Sometimes the best way to win a fight is not to fight -- or do anything at all. That lesson was proven perfectly by the women of Iceland on October 24, 1975. Demanding equal rights, the female citizens decided that the ideal method of proving their merit was to show the men what they would be missing, so they stopped working, cooking, cleaning, and even tending to their children. The protest was no small event either, as 90 percent of the country's women joined in. The strike, which included the women taking to the streets, reverberated throughout the nation, with schools, businesses, and nurseries shuttering for the day, and fathers having little choice but to take their kids with them to work. Vigdis Finnbogadottir, who became Iceland's first female president five years after the strike, told the BBC that that single day -- commonly known as "Women's Day Off" -- changed the nation for good. "What happened that day was the first step for women's emancipation in Iceland," she said. "It completely paralyzed the country and opened the eyes of many men."

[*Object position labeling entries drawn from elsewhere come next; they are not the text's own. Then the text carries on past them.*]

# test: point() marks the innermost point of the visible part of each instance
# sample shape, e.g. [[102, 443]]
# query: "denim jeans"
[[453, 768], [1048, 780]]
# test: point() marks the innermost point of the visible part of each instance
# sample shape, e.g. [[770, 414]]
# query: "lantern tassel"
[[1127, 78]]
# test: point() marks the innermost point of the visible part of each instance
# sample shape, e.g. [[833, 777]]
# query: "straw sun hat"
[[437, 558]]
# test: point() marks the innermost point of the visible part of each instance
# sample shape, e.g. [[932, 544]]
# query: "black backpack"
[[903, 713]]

Today, Iceland is known as one of Europe's most progressive nations. Besides the election of Finnbogadottir in 1980, the nation soon saw many changes that benefited all people, including establishing paternity leave for men and the election of the world's first openly gay head of government, Prime Minister Johanna Sigurdardottir.
- Iceland's current prime minister is a woman: Katrín Jakobsdóttir, who assumed the role in 2017. She is also the Chair of the Council of Women World Leaders.
- Between 1960 and 2015, 108 women became national leaders in 70 countries, although this is only a small fraction of male leadership.
- So many women are denied education that two-thirds of the world's nearly 800 million illiterate adults are female.